Boy, that is a really low mean for scoring in a basketball game! Are you sure you don't have a typo? Or is this the difference between the scores for the two teams?
98% = mean ± 2.33 SEm
SEm = SD/√n
To calculate the confidence interval for the true population mean, we can use the formula:
Confidence Interval = Sample Mean ± (Critical Value * Standard Error)
First, let's calculate the standard error, which represents the variability of your sample mean:
Standard Error = Sample Standard Deviation / Square Root of Sample Size
The sample mean is 9.5 points, and the sample standard deviation is 0.25 points. However, we don't know the sample size from the information given, so we'll assume it's a large enough value for the Central Limit Theorem to hold. For large sample sizes, we can use the standard deviation of the sample mean instead of the population standard deviation.
Next, we need to find the critical value associated with a 98% confidence level. This critical value corresponds to the z-score from the standard normal distribution.

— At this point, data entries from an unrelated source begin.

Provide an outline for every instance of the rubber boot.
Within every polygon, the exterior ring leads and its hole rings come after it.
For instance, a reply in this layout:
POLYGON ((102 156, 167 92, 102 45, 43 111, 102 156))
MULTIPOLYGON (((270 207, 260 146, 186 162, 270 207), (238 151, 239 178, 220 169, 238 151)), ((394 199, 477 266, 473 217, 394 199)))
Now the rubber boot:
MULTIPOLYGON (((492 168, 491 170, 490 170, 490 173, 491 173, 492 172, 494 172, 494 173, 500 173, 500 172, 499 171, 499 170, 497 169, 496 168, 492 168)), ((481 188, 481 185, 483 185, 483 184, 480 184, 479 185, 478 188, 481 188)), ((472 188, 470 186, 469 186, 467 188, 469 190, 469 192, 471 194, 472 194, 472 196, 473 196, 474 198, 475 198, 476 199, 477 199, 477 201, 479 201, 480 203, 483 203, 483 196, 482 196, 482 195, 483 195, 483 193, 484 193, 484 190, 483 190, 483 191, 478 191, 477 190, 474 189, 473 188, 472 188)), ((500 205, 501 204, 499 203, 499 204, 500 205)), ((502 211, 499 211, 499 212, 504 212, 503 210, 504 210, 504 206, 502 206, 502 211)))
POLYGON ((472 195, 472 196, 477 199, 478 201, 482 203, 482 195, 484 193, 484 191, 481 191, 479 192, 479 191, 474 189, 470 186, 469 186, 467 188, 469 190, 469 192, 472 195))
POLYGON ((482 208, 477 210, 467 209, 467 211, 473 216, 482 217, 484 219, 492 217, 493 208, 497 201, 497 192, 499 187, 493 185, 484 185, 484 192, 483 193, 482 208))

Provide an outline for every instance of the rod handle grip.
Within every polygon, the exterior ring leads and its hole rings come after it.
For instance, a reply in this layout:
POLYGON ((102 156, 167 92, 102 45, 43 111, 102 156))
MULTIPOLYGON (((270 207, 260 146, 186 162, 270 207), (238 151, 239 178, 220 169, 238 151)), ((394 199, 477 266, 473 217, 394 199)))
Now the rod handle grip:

Since we want a 98% confidence interval, there's 1% of the distribution in each tail. Therefore, we need to find the Z-score that leaves 1% in the upper tail. This can be found using a z-table or a statistical software.
In this case, the Z-score associated with a 98% confidence level is approximately 2.326.
Now, we have all the necessary values to calculate the confidence interval:
Confidence Interval = 9.5 ± (2.326 * Standard Error)
Keep in mind that the value of the standard error depends on the sample size if you have it.
Calculate the standard error using the formula mentioned earlier and substitute it into the confidence interval equation to find the range.